Musicalement, l’Anglais évolue avec une fluidité remarquable à travers les méandres de l’indie-rock orchestral, du glam rock façon Bowie et de la britpop de… Supergrass ! Encore une fois, l’arrangeur fait preuve d’un savoir-faire exceptionnel. Dans l’introductive Overnight Trains, il transforme une banale ballade pianistique, du moins en apparence, en en un hymne plus grand que nature. Dans les mains d’un créateur moins talentueux, cette prise de risque aurait pu verser dans une enflure musicale indigeste. En fait, c’est l’intervention du groupe au grand complet à un moment parfaitement choisi, la voix de Coombes noyé dans une magnifique réverbération et l’émouvant crescendo en guise de conclusion qui élève cette chanson à un niveau supérieur.

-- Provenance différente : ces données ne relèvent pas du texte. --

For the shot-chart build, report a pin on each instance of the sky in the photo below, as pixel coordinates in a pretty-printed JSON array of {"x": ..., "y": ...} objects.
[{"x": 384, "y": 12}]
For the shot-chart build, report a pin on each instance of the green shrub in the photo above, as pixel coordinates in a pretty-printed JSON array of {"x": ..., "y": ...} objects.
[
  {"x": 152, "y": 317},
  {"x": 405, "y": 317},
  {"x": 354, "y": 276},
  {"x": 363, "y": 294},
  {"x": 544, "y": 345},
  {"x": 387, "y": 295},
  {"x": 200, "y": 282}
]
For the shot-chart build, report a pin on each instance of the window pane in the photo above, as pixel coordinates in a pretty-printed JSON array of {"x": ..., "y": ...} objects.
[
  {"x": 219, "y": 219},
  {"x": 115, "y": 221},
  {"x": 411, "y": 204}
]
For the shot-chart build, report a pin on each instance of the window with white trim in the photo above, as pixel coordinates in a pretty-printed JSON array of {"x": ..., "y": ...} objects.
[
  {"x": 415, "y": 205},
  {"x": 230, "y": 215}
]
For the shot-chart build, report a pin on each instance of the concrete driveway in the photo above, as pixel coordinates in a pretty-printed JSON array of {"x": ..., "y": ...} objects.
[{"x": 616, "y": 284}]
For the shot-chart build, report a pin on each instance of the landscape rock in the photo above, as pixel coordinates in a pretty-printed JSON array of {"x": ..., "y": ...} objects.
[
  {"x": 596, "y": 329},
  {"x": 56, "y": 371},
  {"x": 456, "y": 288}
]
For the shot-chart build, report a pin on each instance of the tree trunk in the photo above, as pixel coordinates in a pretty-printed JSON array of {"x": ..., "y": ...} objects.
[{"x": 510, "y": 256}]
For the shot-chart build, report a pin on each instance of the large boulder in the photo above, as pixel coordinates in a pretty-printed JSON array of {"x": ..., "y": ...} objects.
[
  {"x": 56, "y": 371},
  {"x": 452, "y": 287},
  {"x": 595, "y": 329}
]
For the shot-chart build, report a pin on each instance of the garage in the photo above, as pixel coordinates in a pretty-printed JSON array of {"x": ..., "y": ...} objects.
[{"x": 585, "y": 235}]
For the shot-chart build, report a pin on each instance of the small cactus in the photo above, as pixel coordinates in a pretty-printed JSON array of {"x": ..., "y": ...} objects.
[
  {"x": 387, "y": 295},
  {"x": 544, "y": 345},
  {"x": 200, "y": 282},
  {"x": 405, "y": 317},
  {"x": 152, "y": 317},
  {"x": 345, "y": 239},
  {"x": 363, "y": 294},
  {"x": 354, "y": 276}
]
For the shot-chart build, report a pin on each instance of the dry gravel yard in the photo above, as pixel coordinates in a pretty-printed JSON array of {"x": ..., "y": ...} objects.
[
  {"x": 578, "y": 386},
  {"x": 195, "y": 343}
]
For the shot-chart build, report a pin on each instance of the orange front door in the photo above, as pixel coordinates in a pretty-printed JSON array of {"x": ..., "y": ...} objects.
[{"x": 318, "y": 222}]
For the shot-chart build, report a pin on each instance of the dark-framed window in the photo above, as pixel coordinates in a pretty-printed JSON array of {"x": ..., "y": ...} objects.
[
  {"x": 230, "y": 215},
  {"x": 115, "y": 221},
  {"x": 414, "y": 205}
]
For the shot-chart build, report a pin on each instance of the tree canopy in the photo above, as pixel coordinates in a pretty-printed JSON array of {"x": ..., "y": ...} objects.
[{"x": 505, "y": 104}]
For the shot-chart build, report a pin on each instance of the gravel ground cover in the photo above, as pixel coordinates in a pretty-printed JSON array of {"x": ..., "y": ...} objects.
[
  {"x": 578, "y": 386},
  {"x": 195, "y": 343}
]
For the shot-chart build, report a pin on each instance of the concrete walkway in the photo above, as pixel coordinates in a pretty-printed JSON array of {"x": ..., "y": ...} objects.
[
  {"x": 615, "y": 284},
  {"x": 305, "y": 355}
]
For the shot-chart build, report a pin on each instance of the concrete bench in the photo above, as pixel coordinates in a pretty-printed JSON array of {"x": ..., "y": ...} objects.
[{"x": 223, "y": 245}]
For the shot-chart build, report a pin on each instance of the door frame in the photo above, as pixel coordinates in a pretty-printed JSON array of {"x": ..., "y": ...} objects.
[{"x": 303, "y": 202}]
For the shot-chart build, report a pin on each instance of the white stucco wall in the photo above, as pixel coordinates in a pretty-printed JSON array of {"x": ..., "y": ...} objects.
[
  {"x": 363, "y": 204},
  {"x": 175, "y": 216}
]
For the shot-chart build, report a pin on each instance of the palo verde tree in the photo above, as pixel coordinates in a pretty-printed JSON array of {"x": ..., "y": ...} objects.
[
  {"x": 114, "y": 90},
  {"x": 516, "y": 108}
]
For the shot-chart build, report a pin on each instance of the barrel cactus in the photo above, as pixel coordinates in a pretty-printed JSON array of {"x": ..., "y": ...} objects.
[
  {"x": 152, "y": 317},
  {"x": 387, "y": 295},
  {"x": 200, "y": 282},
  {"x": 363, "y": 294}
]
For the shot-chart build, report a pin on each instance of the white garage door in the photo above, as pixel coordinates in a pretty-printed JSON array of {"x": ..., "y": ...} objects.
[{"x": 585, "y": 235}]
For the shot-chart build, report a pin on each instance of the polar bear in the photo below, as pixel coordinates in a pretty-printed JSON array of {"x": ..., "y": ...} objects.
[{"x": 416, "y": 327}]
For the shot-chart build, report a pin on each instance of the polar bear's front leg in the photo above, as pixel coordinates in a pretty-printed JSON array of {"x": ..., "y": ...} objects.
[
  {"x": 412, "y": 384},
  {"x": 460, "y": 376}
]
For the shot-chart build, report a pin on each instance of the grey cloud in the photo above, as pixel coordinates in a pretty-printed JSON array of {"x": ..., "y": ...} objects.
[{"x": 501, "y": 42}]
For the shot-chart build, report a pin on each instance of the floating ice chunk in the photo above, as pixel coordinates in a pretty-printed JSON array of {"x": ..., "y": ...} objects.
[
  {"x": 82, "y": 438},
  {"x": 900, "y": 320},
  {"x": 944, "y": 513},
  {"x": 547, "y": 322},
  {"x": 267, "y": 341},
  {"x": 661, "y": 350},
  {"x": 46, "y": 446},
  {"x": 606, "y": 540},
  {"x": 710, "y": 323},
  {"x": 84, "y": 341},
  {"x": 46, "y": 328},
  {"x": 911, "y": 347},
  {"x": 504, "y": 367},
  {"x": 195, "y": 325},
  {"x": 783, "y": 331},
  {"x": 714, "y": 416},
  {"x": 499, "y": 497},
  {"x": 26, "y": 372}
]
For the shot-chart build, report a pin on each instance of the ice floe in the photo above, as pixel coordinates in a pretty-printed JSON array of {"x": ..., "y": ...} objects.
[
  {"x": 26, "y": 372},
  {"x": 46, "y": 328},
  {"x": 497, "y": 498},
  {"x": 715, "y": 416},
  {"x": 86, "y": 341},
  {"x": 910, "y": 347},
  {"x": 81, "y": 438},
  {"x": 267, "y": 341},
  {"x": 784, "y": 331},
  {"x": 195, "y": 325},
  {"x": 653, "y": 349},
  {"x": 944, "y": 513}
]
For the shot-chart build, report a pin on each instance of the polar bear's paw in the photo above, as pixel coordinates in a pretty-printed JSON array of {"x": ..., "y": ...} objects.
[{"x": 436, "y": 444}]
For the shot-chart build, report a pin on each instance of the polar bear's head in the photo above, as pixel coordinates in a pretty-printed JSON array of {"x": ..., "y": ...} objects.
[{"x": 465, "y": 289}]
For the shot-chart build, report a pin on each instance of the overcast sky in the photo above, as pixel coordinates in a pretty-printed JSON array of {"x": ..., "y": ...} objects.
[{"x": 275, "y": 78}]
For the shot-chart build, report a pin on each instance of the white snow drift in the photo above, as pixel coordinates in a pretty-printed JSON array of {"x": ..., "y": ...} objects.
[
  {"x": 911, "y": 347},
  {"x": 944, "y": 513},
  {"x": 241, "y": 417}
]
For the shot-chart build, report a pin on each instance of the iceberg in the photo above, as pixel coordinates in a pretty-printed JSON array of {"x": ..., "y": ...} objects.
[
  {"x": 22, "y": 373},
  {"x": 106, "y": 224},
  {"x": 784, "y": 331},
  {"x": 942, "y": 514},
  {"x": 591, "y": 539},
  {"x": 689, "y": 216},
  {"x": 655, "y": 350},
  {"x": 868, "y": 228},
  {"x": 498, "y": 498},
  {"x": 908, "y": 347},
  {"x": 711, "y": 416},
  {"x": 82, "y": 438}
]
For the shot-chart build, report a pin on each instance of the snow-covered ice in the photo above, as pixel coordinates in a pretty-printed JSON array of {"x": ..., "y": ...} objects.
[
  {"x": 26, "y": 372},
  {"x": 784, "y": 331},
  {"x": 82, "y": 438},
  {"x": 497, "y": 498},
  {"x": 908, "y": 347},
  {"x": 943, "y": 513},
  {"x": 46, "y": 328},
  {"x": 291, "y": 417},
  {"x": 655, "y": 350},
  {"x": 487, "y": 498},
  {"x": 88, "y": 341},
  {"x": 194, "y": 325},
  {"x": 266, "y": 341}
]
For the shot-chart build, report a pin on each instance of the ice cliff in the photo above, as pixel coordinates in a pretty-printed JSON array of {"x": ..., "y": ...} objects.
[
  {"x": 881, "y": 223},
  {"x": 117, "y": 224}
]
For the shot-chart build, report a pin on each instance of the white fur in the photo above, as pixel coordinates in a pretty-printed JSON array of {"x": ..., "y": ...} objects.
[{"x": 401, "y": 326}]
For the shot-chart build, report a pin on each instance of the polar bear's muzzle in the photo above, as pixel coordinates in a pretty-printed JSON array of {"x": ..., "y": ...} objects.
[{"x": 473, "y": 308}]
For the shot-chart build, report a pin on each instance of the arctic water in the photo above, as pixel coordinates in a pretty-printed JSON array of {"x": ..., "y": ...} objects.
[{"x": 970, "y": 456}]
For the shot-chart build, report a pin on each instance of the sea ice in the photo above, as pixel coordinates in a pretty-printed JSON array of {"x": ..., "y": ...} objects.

Le compositeur est également renversant. Dans Feel Loop (Lizard Dream), c’est la suite d’accords « radiohead-esque » du refrain qui capte notre attention. Un refrain qui, à la première audition, semble sortir de nulle part, mais qui prend tout son sens lors des écoutes subséquentes. Par ailleurs, l’homme manifeste adroitement son affection pour la musique soul dans deux excellentes chansons This Love et Don’t Say it’s Over. Enfin, la sophistication sonore de Coombes atteint son apogée dans Long Live the Strange; une sorte de glam rock explosif en introduction embellie à la mi-parcours par des harmonies vocales célestes. Et on pourrait poursuivre ainsi pendant longtemps…

Ce musicien, qui célébrera bientôt ses 47 balais, a concocté des chansons en parfait équilibre entre modernité et respect des traditions. Il est l’un des rares artistes issus de la vague britpop, qui sévissait au beau milieu des années 90, à avoir réussi à la perfection sa transition vers une carrière solo. Turn the Car Around est un disque mature certes, mais qui est loin d’être synonyme d’ennui. Un album audacieux et expansif.

En fait, Gaz Coombes est l’un des songwriters britanniques parmi les plus mésestimés de sa génération.